By Associated Press |

Share this Post

A scene from the Met's Turandot with sumptuous set and costume design

The sumptuous production and costume design of the Met’s longstanding Turandot production

NEW YORK (AP) — The Metropolitan Opera was forced to stage a semi-staged performance of Puccini’s “Turandot” on Wednesday night after a stage elevator jammed.

Met general manager Peter Gelb made an announcement from the stage before the show.

“I’m sorry to say that this is not going to be a normal night at the opera — not that when it comes to the Met, normal and opera are two words that are typically used in the same sentence,” Gelb said.

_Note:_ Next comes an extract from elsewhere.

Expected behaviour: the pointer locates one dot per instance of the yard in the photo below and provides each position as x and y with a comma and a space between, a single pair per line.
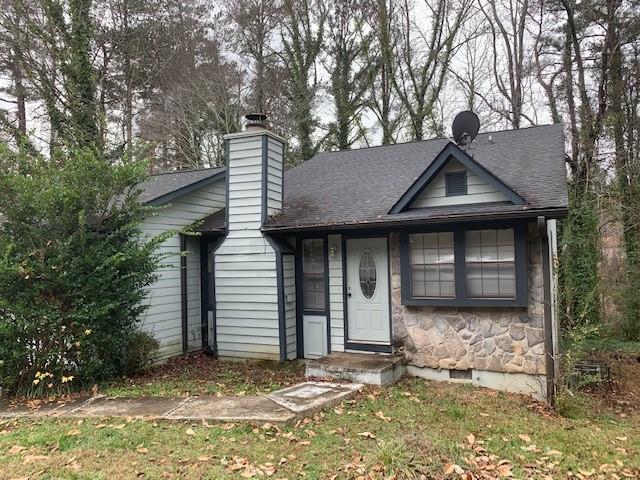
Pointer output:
413, 429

The Met usually has sets for four different operas in the house at any given time, and Gelb said the malfunction occurred as sets were moved following a daytime rehearsal of Puccini’s “La Rondine (The Swallow.)”

“Our brilliant cast, orchestra and chorus are ready to perform for you in what will be an historic first — a semi-staged presentation of ‘Turandot’ at the Met,” Gelb said.

The performance took place with the cast and chorus on a portion of a set used for the apartments of the three ministers of state: Ping, Pang, and Pong.

Ticket holders were given the option of refunds. Those who remained heard a rare encore of Calaf’s third-act aria “Nessun dorma (None shall sleep)” by South Korean tenor SeokJong Baek. In recent decades, encores were allowed for Luciano Pavarotti, Juan Diego Flórez, and Javier Camarena.

Franco Zeffirelli’s staging premiered in 1987 and is among the most lavish sets in Met history, recreating an imperial throne room with 199 people on stage.